Il résulte de l'article 1371 du Code civil que l'organisateur d'un jeu publicitaire qui annonce un gain à une personne dénommée sans mettre en évidence à première lecture l'existence d'un aléa, s'oblige par ce fait purement volontaire à le délivrer.

Pour condamner la société Duchesne, le tribunal, après avoir constaté que celle-ci a adressé à Mme Goubet quarante-quatre documents comportant tous, dans des termes très proches, des affirmations d'où il résultait qu'elle était la gagnante certaine du lot mis en jeu, a considéré que la seule évocation abstraite d'un tirage au sort formulée indirectement dans le règlement figurant au verso de certains documents n'était pas de nature à donner connaissance à l'intéressée de l'existence d'un aléa, ces mêmes documents comportant tous au recto l'annonce claire et catégorique, contrastant singulièrement avec la lecture malaisée et le langage complexe dudit règlement, qu'elle était la gagnante du jeu organisé.

La société Duchesne ne dénie pas que certaines affirmations figurant sur les documents envoyés à Mme Goubet, telles celles reproduites dans le jugement, étaient de nature à lui faire croire qu'elle avait gagné un chèque de 15 500 euro.

Elle prétend toutefois que l'aléa était mis en évidence et que la lecture des documents en intégralité, nonobstant "les mentions publicitaires attractives", lui permettait de comprendre le caractère éventuel du gain ou à tout le moins de faire naître un doute dans son esprit.

Mais, si le règlement joint aux envois dispose effectivement qu'il s'agit d'un jeu gratuit avec pré-tirage du gagnant potentiel du prix principal mis en jeu et que ce prix n'est qu'une éventualité, il précise également que le pré-tirage a déjà été réalisé par l'huissier de justice avant l'envoi des documents et que le gagnant est la personne dont le numéro de participation a été tiré au sort.
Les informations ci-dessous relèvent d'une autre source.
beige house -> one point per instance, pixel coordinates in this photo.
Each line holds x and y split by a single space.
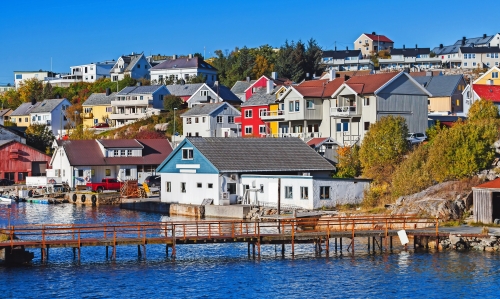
369 43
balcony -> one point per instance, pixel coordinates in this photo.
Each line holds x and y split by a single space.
344 111
272 115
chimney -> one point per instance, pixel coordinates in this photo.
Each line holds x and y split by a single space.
270 86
Ce règlement n'est pas dans ces conditions en soi de nature à combattre à première lecture les mentions nominatives et péremptoires tendant à faire croire à Mme Goubet qu'elle était justement la seule gagnante des 15 500 euro, à l'instar de celle figurant sur l'avis officiel de confirmation (pièce 4) "la seule grande gagnante est identifiée : c'est vous Mme Goubet. Votre numéro unique 102 268 205 gagne la somme de 15 500 euro (...).", précédée de l'indication suivante volontairement peu lisible et obscure "Renvoyez simplement l'acte officiel d'acceptation de chèque désigné seul grand gagnant par l'huissier de justice et nous dirons alors". De même, la précision dans le règlement que la société Duchesne ne fait aucune offre ferme n'est pas particulièrement éclairante.

Même répétée en divers endroits des documents, la mention figurant sur les documents d'une attribution du prix "sous aléa" ou "sous les aléas habituels" ne suffit pas davantage à rendre d'emblée évident qu'au moment de la réception des courriers, le gain de 15 500 euro était hypothétique, une telle occurrence étant contredite par les énonciations affirmant par ailleurs, de manière catégorique, que le gain était définitivement acquis.
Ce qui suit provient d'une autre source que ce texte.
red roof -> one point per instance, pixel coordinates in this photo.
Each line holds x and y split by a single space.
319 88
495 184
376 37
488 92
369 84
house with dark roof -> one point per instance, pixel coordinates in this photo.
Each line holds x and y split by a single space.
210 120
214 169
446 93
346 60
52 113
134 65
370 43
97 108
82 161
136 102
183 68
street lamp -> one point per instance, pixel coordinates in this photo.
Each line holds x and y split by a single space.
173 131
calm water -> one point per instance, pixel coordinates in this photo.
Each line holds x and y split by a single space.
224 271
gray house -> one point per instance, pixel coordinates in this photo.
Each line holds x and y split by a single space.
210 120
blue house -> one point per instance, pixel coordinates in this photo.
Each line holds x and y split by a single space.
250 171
Il en va de même pour la même raison de la mention, de lecture difficile, insérée en bas des bons de commande, qui indique au destinataire qu'il a participé à un pré-tirage.
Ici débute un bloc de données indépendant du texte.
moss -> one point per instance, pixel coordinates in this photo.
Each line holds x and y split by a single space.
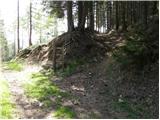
6 107
13 65
64 112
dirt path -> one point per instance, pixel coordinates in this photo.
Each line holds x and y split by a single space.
24 107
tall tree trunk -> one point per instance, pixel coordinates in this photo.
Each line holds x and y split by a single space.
84 14
117 17
145 13
18 44
30 25
69 16
80 11
91 13
124 26
154 8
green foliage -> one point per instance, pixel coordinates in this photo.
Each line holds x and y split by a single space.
3 42
141 46
64 112
6 107
43 89
14 65
70 68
Au demeurant, les multiples tournures de phrases présentant le gain de 15 500 euro comme officiel et définitif n'ont précisément pour raison d'être que d'entretenir le consommateur dans la croyance qu'il est le gagnant, comme le suggère du reste l'article 14 du règlement selon lequel celui-ci fait appel au sens de l'observation, aux facultés d'analyse et d'une manière générale à l'intelligence de tous ceux qui souhaitent participer à ce jeu.

Ainsi, la découverte de l'aléa, dont la société Duchesne se prévaut, ne pouvait résulter que de plusieurs lectures successives des documents publicitaires et du rapprochement de leurs différentes énonciations.

N'étant démontré par aucun élément que Mme Goubet ne serait pas de bonne foi, le jugement sera dès lors confirmé en ce qu'il a condamné, en application de l'article 1371 du Code civil, la société Duchesne à lui délivrer le gain de 15 500 euro.

Sur le non-respect de l'obligation de gratuité de l'article L. 121-36 :

Le premier juge, au vu de la documentation adressée à Mme Goubet, a retenu que sa participation au jeu était sans équivoque conditionnée à de préalables commandes, en contravention des dispositions de l'article L. 121-36 du Code de la consommation qui prévoient que les opérations publicitaires réalisées par voie d'écrit qui tendent à faire naître l'espérance d'un gain attribué à chacun des participants, quelles que soient les modalités du tirage au sort, ne peuvent être pratiquées que si elles n'imposent aux participants aucune contrepartie financière ni dépense sous quelque forme que ce soit.

Comme le relève la société Duchesne, le règlement joint aux envois précise qu'il s'agit d'un jeu "gratuit et sans obligation d'achat ou de paiement" (art.2) et que les destinataires disposent de deux options pour réclamer leur prix en passant une commande ou sans commander (art.6).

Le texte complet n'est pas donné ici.